North Korea on Saturday proposed a joint investigation with the U.S. into the hacking attack against Sony Pictures Entertainment, warning of "serious" consequences if Washington rejects a probe that it believes will prove Pyongyang had nothing to do with the cyberattack.

U.S. officials blame North Korea for the hacking, citing the tools used in the Sony attack and previous hacks linked to the North, and have vowed a response. The break-in resulted in the disclosure of tens of thousands of confidential Sony emails and business files, and escalated to terrorist threats that caused Sony to cancel the Christmas release of the movie "The Interview." The comedy is about a plot to assassinate North Korean leader Kim Jong Un.

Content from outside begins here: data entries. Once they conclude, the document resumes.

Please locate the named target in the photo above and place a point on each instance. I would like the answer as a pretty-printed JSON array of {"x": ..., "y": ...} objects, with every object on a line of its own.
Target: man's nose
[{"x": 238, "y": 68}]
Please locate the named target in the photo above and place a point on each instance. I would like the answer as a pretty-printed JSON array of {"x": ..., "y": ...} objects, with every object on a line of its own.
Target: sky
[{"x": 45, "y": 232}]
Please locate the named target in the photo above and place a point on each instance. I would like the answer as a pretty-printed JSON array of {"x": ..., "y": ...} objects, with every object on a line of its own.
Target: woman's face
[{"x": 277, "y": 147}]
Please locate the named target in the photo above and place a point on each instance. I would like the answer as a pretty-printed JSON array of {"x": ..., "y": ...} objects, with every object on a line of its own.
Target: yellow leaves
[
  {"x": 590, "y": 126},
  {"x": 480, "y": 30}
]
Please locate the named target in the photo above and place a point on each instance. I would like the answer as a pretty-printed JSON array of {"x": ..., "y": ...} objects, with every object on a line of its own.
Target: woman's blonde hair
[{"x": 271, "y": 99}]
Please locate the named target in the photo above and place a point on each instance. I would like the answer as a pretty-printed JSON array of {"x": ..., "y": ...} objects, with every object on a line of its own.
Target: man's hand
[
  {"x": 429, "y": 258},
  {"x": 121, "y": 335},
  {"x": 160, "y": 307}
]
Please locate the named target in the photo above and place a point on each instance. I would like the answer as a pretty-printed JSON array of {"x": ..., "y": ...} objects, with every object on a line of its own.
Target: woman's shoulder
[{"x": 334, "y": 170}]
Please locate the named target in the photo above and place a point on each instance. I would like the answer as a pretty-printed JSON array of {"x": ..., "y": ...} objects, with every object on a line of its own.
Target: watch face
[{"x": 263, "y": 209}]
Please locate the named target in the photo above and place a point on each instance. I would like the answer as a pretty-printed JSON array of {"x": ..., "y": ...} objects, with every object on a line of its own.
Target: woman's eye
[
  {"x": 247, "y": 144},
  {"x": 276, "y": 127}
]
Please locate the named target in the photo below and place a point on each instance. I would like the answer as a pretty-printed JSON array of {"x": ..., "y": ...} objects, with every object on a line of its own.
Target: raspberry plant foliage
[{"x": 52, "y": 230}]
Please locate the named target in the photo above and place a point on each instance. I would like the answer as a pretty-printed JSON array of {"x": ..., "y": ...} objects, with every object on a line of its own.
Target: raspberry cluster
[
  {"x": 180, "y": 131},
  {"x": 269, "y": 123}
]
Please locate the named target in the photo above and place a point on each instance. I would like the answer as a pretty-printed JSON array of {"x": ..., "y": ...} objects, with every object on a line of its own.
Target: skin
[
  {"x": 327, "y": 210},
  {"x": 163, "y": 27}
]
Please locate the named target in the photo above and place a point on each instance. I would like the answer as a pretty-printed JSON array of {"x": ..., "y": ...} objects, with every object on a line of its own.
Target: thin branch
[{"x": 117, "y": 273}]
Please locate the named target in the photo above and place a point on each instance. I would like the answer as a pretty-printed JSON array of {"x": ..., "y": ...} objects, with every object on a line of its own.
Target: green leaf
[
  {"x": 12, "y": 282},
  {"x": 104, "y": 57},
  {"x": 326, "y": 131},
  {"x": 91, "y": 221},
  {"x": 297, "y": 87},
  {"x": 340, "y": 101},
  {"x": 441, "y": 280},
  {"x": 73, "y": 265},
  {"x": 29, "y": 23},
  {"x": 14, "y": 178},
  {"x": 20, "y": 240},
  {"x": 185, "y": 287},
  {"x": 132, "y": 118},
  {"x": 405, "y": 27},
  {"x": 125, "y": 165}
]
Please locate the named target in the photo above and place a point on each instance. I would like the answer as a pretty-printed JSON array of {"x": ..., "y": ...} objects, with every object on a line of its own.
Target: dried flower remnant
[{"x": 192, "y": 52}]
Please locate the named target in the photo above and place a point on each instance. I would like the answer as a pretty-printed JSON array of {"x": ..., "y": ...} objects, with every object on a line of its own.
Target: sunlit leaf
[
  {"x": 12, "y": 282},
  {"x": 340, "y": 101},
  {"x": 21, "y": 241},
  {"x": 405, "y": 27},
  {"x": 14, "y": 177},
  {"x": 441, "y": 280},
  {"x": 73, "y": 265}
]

On Saturday, an unidentified Foreign Ministry spokesman in Pyongyang said North Korea knows how to prove it's not responsible for the hacking, so the United States must accept its proposal for the joint investigation.

"The U.S. should bear in mind that it will face serious consequences in case it rejects our proposal for joint investigation and presses for what it called countermeasures while finding fault with" North Korea, the spokesman said in a statement carried by Pyongyang's official Korean Central News Agency.

"We have a way to prove that we have nothing to do with the case without resorting to torture, as what the CIA does," he said.

On Friday, President Barack Obama declared that Sony "made a mistake" in shelving the satirical film about a plot to assassinate the North Korean leader, and pledged the U.S. would respond "in a place and manner and time that we choose" to the hacking attack on Sony that led to the movie's withdrawal.

"I wish they had spoken to me first. ... We cannot have a society in which some dictator someplace can start imposing censorship," Obama said at a year-end news conference, speaking of executives at Sony Pictures Entertainment.

Sony said it had had no choice but to cancel distribution of the movie since theaters were refusing to show it.